Nope, vpn state still breaks;

paulh@Paul-HP-Laptop:~$ tail -f /var/log/syslog
Apr 6 11:45:30 Paul-HP-Laptop wpa_supplicant[1218]: wlo1: CTRL-EVENT-CONNECTED - Connection to 8a:15:14:9d:c9:c0 completed [id=0 id_str=]
Apr 6 11:45:30 Paul-HP-Laptop NetworkManager[5362]: <info> [1491443130.7408] device (wlo1): supplicant interface state: completed -> authenticating
Apr 6 11:45:30 Paul-HP-Laptop NetworkManager[5362]: <info> [1491443130.7462] device (wlo1): supplicant interface state: authenticating -> associating
Apr 6 11:45:30 Paul-HP-Laptop kernel: [82268.296913] wlo1: Limiting TX power to 17 (23 - 6) dBm as advertised by 8a:15:14:9d:c9:c0
Apr 6 11:45:30 Paul-HP-Laptop NetworkManager[5362]: <info> [1491443130.7893] device (wlo1): supplicant interface state: associating -> completed
Apr 6 11:45:30 Paul-HP-Laptop nm-openvpn[24803]: Connection reset, restarting [-1]
Apr 6 11:45:30 Paul-HP-Laptop nm-openvpn[24803]: SIGUSR1[soft,connection-reset] received, process restarting
Apr 6 11:45:35 Paul-HP-Laptop nm-openvpn[24803]: WARNING: No server certificate verification method has been enabled.
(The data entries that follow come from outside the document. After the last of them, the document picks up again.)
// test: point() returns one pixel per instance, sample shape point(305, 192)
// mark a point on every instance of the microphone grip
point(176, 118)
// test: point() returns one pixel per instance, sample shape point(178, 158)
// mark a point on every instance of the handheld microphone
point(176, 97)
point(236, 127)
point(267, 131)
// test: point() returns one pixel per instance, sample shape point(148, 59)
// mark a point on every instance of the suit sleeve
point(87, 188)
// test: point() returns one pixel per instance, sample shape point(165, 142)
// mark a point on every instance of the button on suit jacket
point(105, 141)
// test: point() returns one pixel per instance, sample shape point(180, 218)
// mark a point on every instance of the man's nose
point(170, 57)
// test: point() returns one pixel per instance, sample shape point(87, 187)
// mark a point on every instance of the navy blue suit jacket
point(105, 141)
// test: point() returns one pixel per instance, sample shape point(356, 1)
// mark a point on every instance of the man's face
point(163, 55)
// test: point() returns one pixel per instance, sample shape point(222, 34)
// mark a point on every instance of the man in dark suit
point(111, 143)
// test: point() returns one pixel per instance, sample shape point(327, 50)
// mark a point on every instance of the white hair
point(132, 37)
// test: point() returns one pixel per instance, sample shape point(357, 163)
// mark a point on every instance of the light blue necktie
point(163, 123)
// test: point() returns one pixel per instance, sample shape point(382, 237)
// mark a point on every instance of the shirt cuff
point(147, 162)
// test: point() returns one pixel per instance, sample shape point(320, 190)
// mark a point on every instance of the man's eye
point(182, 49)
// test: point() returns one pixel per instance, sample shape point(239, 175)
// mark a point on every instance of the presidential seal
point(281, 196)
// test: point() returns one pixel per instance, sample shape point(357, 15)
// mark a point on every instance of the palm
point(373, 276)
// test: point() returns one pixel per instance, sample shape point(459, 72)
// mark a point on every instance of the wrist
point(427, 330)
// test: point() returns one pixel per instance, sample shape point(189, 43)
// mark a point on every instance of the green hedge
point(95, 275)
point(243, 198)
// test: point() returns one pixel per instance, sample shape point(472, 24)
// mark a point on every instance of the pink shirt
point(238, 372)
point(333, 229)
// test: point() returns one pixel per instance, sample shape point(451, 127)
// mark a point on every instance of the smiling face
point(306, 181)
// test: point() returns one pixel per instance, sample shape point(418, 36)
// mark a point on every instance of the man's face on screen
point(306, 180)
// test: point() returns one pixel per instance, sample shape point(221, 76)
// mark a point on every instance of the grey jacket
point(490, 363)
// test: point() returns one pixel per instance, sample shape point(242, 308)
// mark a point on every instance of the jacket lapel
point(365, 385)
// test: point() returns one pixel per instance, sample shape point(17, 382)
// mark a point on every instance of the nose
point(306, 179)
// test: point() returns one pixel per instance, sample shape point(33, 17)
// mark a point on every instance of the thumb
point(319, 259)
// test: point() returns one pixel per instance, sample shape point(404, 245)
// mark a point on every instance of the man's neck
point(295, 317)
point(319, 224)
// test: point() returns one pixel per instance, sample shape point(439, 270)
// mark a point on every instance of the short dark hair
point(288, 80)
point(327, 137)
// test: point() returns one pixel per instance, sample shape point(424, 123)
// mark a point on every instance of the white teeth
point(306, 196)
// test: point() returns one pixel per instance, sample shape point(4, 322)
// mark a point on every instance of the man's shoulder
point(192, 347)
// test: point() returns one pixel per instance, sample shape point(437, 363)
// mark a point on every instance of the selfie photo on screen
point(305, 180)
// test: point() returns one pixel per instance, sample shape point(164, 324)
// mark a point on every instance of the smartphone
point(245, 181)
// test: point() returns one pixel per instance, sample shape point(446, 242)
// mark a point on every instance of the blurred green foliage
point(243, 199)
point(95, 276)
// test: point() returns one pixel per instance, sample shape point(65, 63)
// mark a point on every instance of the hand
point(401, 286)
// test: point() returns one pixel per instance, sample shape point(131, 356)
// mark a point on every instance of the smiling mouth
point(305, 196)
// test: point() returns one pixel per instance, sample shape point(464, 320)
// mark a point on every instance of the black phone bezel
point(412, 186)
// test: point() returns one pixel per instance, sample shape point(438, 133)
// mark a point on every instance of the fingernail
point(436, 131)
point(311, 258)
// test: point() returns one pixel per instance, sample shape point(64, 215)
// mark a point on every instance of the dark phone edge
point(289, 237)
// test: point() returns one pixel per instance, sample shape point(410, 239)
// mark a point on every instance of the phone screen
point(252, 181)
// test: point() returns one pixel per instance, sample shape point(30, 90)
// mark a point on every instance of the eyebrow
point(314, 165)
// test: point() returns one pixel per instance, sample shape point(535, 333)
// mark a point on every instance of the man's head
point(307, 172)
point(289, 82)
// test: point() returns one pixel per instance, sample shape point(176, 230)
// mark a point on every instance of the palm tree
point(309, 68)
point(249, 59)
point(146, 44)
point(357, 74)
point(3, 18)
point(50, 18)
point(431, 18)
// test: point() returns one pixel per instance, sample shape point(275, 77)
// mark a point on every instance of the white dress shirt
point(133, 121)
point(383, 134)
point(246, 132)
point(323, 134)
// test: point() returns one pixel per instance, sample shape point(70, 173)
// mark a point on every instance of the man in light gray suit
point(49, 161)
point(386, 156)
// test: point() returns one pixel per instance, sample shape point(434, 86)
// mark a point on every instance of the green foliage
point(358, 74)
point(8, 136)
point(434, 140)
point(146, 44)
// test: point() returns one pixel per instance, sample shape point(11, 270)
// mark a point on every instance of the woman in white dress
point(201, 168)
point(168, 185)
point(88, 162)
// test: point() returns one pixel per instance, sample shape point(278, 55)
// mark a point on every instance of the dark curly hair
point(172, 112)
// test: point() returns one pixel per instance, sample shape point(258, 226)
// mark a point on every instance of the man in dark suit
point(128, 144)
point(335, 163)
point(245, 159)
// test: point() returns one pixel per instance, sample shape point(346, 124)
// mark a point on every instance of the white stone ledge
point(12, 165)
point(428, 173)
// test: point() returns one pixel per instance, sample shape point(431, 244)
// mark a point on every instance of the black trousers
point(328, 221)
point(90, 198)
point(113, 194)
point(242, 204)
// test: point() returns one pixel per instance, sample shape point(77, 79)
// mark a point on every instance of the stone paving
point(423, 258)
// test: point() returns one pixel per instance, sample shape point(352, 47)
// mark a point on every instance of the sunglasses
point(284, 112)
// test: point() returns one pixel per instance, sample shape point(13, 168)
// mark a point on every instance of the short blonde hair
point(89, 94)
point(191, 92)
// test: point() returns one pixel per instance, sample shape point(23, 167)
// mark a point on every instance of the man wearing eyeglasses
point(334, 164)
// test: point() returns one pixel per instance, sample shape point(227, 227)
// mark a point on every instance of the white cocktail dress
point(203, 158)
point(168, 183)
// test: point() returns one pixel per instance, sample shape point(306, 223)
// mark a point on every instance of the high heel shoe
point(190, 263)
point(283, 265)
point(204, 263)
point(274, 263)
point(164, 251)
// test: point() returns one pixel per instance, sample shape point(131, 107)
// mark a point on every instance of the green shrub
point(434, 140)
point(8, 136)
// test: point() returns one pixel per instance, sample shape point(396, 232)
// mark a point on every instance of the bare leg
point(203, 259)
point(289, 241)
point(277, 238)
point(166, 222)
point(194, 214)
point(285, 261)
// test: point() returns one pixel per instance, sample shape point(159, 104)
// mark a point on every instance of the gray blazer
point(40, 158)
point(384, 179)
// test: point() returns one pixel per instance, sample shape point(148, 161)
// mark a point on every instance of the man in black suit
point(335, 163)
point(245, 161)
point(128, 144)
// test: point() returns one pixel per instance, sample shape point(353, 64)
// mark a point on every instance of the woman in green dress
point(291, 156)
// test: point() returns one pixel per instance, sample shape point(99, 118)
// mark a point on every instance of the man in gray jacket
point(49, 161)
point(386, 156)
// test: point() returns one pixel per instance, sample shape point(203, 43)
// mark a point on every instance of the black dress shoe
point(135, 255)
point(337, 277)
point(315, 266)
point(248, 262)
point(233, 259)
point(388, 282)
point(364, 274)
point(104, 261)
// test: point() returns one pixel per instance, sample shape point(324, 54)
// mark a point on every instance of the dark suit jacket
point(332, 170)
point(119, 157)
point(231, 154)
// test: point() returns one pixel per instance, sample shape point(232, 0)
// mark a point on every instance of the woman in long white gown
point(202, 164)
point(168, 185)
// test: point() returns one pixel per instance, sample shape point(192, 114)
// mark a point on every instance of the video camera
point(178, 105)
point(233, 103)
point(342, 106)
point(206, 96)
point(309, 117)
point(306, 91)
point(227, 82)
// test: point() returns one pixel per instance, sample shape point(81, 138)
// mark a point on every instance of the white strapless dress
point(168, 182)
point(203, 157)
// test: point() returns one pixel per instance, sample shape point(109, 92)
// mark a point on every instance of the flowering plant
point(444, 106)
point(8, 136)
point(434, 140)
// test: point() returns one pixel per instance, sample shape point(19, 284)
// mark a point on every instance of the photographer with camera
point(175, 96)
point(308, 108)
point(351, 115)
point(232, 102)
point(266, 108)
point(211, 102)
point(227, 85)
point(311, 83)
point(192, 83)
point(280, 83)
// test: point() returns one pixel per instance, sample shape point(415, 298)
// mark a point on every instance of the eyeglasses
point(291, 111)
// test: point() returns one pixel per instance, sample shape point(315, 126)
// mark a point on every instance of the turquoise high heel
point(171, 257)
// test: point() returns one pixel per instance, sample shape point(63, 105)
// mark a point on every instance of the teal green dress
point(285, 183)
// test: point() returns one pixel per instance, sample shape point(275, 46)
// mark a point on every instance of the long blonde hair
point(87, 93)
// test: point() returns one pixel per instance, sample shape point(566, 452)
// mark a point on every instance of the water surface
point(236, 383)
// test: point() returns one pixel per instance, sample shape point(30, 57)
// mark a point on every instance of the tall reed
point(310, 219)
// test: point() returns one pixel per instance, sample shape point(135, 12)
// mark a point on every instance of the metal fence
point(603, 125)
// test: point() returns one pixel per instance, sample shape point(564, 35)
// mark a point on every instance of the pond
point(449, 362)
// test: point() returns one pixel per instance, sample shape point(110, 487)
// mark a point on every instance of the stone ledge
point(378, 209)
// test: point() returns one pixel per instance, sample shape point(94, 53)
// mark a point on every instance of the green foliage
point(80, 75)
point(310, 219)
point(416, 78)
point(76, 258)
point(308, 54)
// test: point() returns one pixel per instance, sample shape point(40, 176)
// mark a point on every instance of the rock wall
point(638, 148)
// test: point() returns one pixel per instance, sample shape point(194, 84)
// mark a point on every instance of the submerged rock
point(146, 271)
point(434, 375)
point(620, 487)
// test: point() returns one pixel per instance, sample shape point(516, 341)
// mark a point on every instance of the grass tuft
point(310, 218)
See http://openvpn.net/howto.html#mitm for more info.
Apr 6 11:45:35 Paul-HP-Laptop nm-openvpn[24803]: NOTE: the current --script-security setting may allow this configuration to call user-defined scripts
Apr 6 11:45:35 Paul-HP-Laptop nm-openvpn[24803]: RESOLVE: Cannot resolve host address: admin.vectrobe.net: No address associated with hostname

web connections hang here pernamently, I then proceeded to disconnect the VPN manually;

Apr 6 11:51:25 Paul-HP-Laptop nm-openvpn[24803]: message repeated 71 times: [ RESOLVE: Cannot resolve host address: admin.vectrobe.net: No address associated with hostname]
Apr 6 11:51:28 Paul-HP-Laptop NetworkManager[5362]: <info> [1491443488.8235] audit: op="connection-deactivate" uuid="dfa7a90b-e0b6-43fd-b9fc-01270563a367" name="OpenVPN Relay" pid=1500 uid=1000 result="success"
Apr 6 11:51:28 Paul-HP-Laptop NetworkManager[5362]: <info> [1491443488.8271] dns-mgr: Writing DNS information to /sbin/resolvconf
Apr 6 11:51:28 Paul-HP-Laptop dnsmasq[5515]: setting upstream servers from DBus
Apr 6 11:51:28 Paul-HP-Laptop dnsmasq[5515]: using nameserver 10.128.128.128#53(via wlo1)
Apr 6 11:51:28 Paul-HP-Laptop dbus[940]: [system] Activating via systemd: service name='org.freedesktop.nm_dispatcher' unit='dbus-org.freedesktop.nm-dispatcher.service'
Apr 6 11:51:28 Paul-HP-Laptop NetworkManager[5362]: nm-openvpn[24800] <info> openvpn[24803]: send SIGTERM
Apr 6 11:51:28 Paul-HP-Laptop NetworkManager[5362]: nm-openvpn[24800] <info> wait for 1 openvpn processes to terminate...
Apr 6 11:51:28 Paul-HP-Laptop NetworkManager[5362]: <info> [1491443488.9036] manager: NetworkManager state is now CONNECTED_LOCAL
Apr 6 11:51:28 Paul-HP-Laptop nm-openvpn[24803]: RESOLVE: signal received during DNS resolution attempt
Apr 6 11:51:28 Paul-HP-Laptop org.kde.kdeconnect[1342]: "No such interface 'org.freedesktop.DBus.Properties' on object at path /org/freedesktop/NetworkManager/ActiveConnection/35"
Apr 6 11:51:28 Paul-HP-Laptop NetworkManager[5362]: <info> [1491443488.9041] manager: NetworkManager state is now CONNECTED_GLOBAL
A...

I've split this off to two other bugs as they're separate from eachother;
https://bugs.launchpad.net/ubuntu/+source/plasma-nm/+bug/1686251
https://bugs.launchpad.net/ubuntu/+source/openvpn/+bug/1686252

also;
https://bugs.launchpad.net/ubuntu/+source/network-manager/+bug/1686254

[Expired for openvpn (Ubuntu) because there has been no activity for 60 days.]